Why do they love Hillman? Easy. They love his baseball intelligence; it’s apparent any time he talks about the game. They love his dedication to baseball. They love the way he relates to people of different backgrounds and brings players together.
Perhaps more than anything, they love his ability to adjust to any situation. Five years ago, he went to Japan, to a second-division organization — the Nippon Ham Fighters. Hillman did not know the language. He did not understand the culture. He was a certain kind of manager then; a big-inning, get-on-base, Moneyball kind of manager (the king of Moneyball himself, Billy Beane, has gushed over Hillman). Only that style didn’t work for him there. Japanese baseball is different. The team mostly lost for three seasons.
So what did Hillman do? He changed. He asked his players for input (they asked him to please make practices longer and harder; yeah, it’s different over there). He helped make the Fighters into an aggressive, attacking, bunting, scrapping team. And last year, the Fighters won the Japan Series. No team in the world, perhaps, played better fundamental baseball than Hillman’s Fighters.
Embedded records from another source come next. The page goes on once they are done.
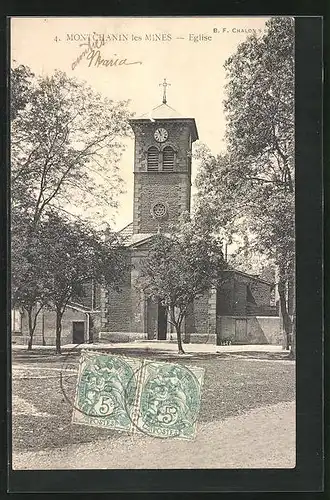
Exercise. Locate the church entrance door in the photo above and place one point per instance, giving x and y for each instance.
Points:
(162, 322)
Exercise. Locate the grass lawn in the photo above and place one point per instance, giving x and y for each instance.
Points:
(232, 386)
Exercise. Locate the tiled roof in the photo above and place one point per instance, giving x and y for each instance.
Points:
(162, 111)
(128, 238)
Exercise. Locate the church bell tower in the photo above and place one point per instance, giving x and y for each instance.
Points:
(162, 167)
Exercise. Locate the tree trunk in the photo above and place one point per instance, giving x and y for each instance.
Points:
(179, 339)
(292, 354)
(31, 331)
(59, 315)
(287, 325)
(43, 330)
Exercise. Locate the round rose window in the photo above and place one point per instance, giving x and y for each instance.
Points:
(159, 210)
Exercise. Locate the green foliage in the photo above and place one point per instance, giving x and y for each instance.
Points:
(180, 267)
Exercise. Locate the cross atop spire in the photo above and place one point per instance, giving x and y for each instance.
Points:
(164, 84)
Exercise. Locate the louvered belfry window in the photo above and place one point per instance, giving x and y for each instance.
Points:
(168, 159)
(153, 159)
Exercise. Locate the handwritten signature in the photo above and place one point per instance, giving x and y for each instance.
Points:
(95, 58)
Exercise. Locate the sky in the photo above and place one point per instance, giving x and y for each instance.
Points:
(188, 52)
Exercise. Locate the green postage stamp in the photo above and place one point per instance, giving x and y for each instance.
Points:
(160, 399)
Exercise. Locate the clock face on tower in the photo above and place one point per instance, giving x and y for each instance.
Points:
(161, 135)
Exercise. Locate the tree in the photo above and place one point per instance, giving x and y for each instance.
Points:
(76, 255)
(66, 141)
(181, 266)
(252, 184)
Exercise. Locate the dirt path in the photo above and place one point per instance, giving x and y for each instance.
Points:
(261, 438)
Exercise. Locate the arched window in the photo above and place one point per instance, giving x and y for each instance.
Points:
(152, 159)
(168, 159)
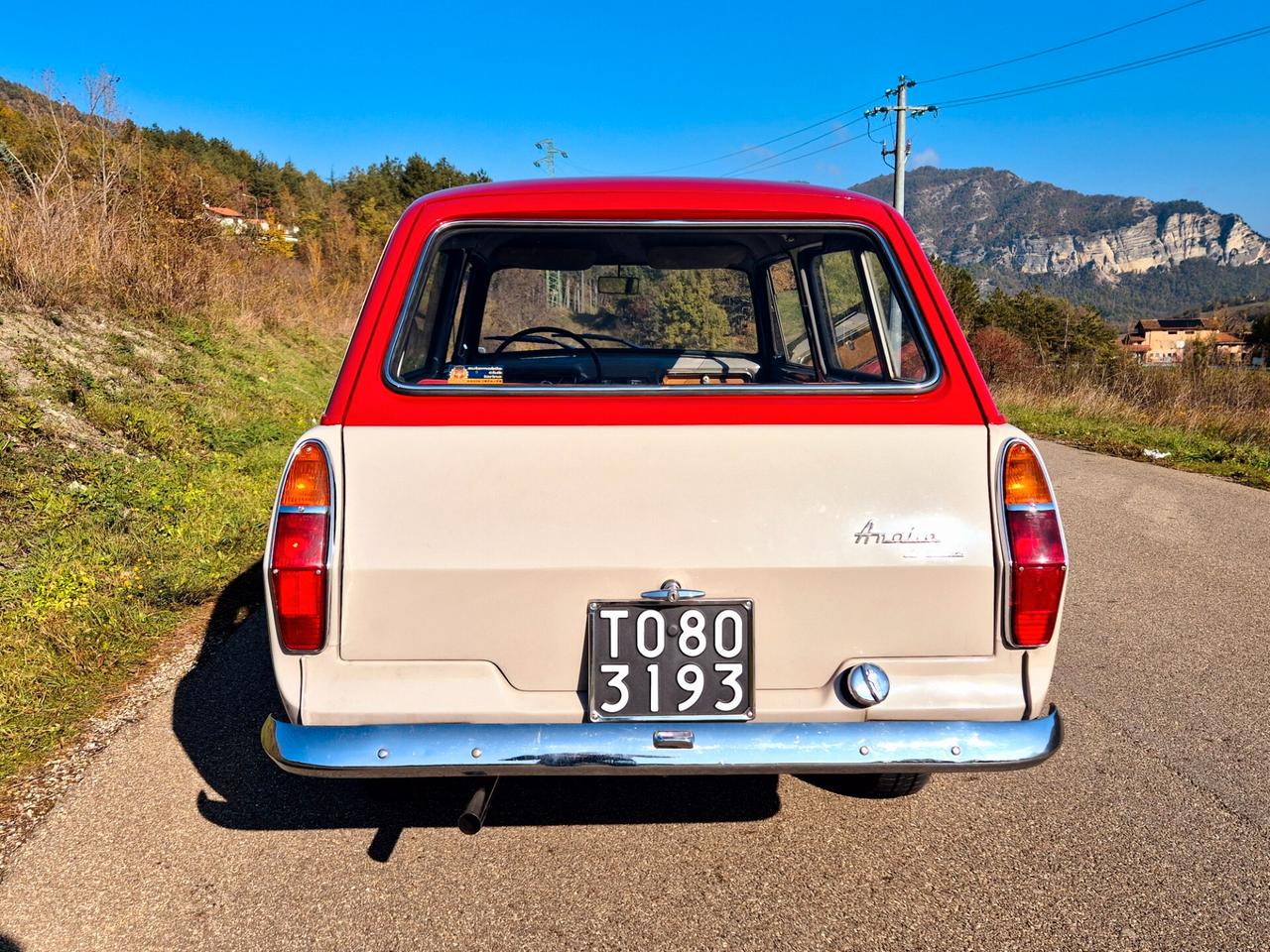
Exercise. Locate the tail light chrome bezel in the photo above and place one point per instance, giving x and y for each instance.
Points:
(329, 552)
(1007, 566)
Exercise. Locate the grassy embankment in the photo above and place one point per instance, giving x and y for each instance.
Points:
(137, 468)
(1218, 424)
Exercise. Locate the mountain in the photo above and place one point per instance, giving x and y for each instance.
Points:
(1128, 257)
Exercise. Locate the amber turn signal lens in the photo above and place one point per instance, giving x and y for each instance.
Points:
(309, 479)
(1025, 479)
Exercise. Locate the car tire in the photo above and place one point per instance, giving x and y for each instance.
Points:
(871, 785)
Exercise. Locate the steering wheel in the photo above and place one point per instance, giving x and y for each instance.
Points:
(559, 333)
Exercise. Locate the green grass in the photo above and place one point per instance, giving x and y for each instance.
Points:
(134, 485)
(1193, 448)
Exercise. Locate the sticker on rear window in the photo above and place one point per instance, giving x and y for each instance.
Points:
(475, 375)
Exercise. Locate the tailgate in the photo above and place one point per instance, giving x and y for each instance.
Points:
(486, 542)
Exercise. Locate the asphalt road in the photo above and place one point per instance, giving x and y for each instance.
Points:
(1151, 828)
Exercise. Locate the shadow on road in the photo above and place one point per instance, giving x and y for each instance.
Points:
(222, 701)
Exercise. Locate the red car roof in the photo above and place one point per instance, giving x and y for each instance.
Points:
(362, 398)
(652, 198)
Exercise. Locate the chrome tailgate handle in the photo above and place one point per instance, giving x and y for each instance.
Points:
(671, 590)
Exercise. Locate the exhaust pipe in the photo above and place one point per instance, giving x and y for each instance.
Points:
(472, 817)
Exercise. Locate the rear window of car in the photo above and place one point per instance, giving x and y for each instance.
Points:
(568, 307)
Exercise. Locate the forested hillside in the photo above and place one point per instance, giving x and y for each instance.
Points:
(100, 211)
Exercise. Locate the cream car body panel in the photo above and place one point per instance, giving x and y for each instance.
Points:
(451, 532)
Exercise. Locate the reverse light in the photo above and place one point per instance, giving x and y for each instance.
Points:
(1038, 558)
(298, 562)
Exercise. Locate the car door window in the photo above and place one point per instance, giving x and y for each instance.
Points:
(871, 331)
(790, 322)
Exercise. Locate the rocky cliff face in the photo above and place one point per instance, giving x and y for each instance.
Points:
(997, 220)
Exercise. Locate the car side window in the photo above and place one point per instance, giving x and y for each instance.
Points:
(906, 356)
(871, 330)
(790, 322)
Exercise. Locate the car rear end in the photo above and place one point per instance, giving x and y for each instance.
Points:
(661, 476)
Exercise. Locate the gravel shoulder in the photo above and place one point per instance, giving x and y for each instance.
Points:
(1151, 828)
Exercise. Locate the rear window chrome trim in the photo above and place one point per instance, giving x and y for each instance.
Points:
(841, 389)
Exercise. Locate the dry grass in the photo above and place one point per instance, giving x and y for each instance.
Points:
(90, 217)
(1206, 419)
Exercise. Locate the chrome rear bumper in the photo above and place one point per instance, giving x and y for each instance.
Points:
(661, 748)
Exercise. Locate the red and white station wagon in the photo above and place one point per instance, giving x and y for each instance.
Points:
(662, 476)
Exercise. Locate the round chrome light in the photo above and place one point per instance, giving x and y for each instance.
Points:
(866, 684)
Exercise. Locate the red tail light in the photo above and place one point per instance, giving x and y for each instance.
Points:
(298, 566)
(1038, 560)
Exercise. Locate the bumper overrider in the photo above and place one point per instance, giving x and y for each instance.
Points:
(661, 748)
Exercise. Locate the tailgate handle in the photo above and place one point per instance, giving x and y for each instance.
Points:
(671, 590)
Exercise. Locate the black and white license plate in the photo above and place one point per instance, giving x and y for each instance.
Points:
(674, 660)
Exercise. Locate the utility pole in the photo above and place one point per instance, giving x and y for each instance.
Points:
(553, 281)
(548, 160)
(903, 146)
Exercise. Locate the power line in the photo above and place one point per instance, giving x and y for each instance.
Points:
(1110, 70)
(804, 155)
(795, 148)
(763, 145)
(1065, 46)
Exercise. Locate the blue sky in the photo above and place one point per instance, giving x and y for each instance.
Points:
(642, 87)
This year, the Fighters are in the Japan Series again, even though they are by most statistical accounts the country’s worst offensive team.
The Fighters had the best record in Japan (79-60-5, .568) despite scoring the fewest runs, 526. However, they also gave up the fewest runs, 489, although not the lowest team ERA. (Softbank had a team ERA of 3.18 and gave up 508 runs, Nippon Ham was at 3.22) The Fighters hit just 73 home runs.
By my calculations, the Fighters outperformed the expected wins by 2 wins, although that would assume the team had played no ties and finished 77-67. The Fighters were helped out by a great record in interleague play: 18-5-1.
Nevertheless, the Fighters will likely be heavy favorites in the Japan Series against either the Yomiuri Giants or Chunichi Dragons, two slugging teams.